According to Corriere dello Sport, Arsenal may bid €20 million, via Bleacher Report's Italian football expert Matteo Bonetti:
By now, it's clear that the Gunners need to give Olivier Giroud a capable striker partner. Nicklas Bendtner's contract expires at the end of the month, while Yaya Sanogo is still pretty young and inexperienced with the first team.
The Frenchman improved a lot last season, but he can't do it alone next season.
Although Insigne played on the left wing a lot last season, he wouldn't have much trouble moving into the Arsenal starting lineup as a centre-forward. That's where he had been utilized primarily before Rafael Benitez came in.
Some might be concerned with the fact that Insigne has scored a combined eight goals in Serie A over the last two seasons, according to WhoScored.com.
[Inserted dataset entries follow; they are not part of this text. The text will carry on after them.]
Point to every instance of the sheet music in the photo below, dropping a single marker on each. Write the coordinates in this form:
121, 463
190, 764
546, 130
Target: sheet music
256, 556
While that number is a tad low, it's worth nothing that two years ago, he started only 16 matches and was subbed on in another 21. Strikers can have a tough time coming off the bench and making an impact. Couple that with the presence of Cavani, and you can understand why Insigne didn't register many goals.
Then last year, Benitez deployed formations in which Gonzalo Higuain operated as a lone striker, with Insigne and Callejon out on the wing.
The young Italian wasn't asked to be a goalscorer. Instead, his runs down the left flank helped to drag defenders away from Higuain and create scoring chances for others.
Although he'd be more central at the Emirates, Insigne's role could be much the same in relation to Giroud. Arsenal would have a strike partnership that could help propel them up the table.
With the World Cup a week away, there's almost no chance that Arsene Wenger can get a deal for Insigne done before Italy's first match against England. He'll have to wait until July, at the earliest.
Many were surprised that Cesare Prandelli opted for the Napoli attacker ahead of Giuseppe Rossi:
Italian football journalist James Horncastle made the point, though, that Rossi's fitness was likely the decider between the two.
Insigne playing in the World Cup could be a good or a bad thing in terms of finances. As a display of talent, it's largely irrelevant.
Arsenal's interest in the player should by no means hinge on how well he plays in Brazil. To have seen two full seasons of a player and then make a different judgment off the back of, at most, seven matches would be incredibly foolish.
The only issue is that if Insigne looks great for Italy, it will only drive his price higher. The biggest stars of international tournament are always overvalued in the transfer market.
From an Arsenal perspective, the best thing that could happen is that Insigne doesn't play at all or looks poor when he does play. Napoli would lose some leverage, albeit a very small amount.
It's only early June, so a lot can happen between now and the end of the window. Buying Insigne isn't the kind of move that would immediately win the Gunners a Premier League title, but he would provide a boost in the attack and fill an immediate need.